The announcement came as a relief to those who feared the takeover of Kim Jong Il might disrupt the negotiations and set the already secretive country on an even more hostile, isolationist path. It is unclear, however, whether the North Koreans are ready to negotiate away their nuclear trump- card with the US, or whether they are again playing for time.
The US had placed a high priority on an early resumption of the talks, as North Korea has 8,000 spent nuclear fuel rods sitting in a cooling pond and which, if reprocessed, could yield enough plutonium for six atomic bombs.
The rods, unloaded from the reactor in the Yongbyong nuclear facility in May, are being periodically inspected by two experts from the International Atomic Energy Agency, but Pyongyang says that by September it will have to take them out of the cooling ponds.
Western scientists see little technical justification for such a deadline, and some regard it as yet another tactic in North Korea's nuclear blackmailing of the US and its allies.
US and North Korean negotiators met in New York on Thursday to discuss a resumption of the talks, which will be held in Geneva. The US wanted to reconvene on 1 August, but North Korea said it needed more time to prepare for the talks, even though it will be sending the same negotiators as sat down on 8 July for the single day of talks before the announcement of Kim Il Sung's death.

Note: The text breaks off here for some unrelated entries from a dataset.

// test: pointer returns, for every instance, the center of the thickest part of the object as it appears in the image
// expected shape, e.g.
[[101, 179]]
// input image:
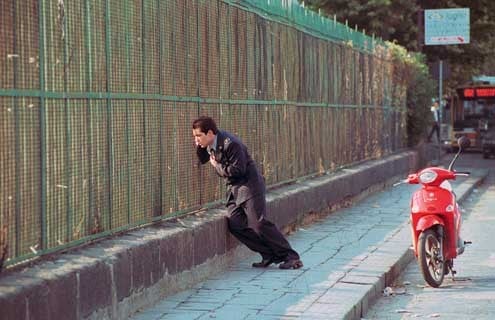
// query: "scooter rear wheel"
[[430, 258]]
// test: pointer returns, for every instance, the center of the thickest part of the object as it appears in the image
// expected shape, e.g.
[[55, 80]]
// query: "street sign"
[[447, 26]]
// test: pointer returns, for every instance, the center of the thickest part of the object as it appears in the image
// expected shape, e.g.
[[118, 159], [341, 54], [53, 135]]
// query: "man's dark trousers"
[[247, 222]]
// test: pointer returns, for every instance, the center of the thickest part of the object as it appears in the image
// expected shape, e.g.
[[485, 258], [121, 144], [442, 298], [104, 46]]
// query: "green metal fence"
[[97, 99]]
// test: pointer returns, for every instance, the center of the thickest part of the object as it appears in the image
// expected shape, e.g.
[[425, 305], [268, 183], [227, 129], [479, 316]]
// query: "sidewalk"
[[348, 259]]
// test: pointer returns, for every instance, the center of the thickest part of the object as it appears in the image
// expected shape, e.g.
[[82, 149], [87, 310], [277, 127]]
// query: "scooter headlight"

The US is offering substantial economic aid, and eventual diplomatic recognition, if Pyongyang maintains its self-declared 'freeze' on its nuclear programme and allows inspectors to ensure the 8,000 rods are not converted into weapons-grade plutonium.
Some North Korea observers hope Kim Jong Il will be more open to economic reform and a gradual opening of his country than his dogmatic father. Others fear the younger Kim, less secure in leadership, will be less willing to give up the nuclear insurance policy on which his scientists are suspected to be working.
The chief US negotiator at the Geneva talks, Assistant Secretary of State Robert Gallucci, is visiting Seoul and Tokyo to discuss how to deal with Kim Jong Il. Mr Gallucci is also trying to head off a North Korean attempt to drive a wedge between Washington and Seoul, a much-used tactic in the 40 years of propaganda warfare between the two Koreas.
While welcoming the US talks, Pyongyang has recently switched on its anti-Seoul rhetoric, and it appears that plans for an interKorean summit, brokered by Jimmy Carter, a former US president, shortly before Kim Il Sung's death, are likely to be postponed indefinitely.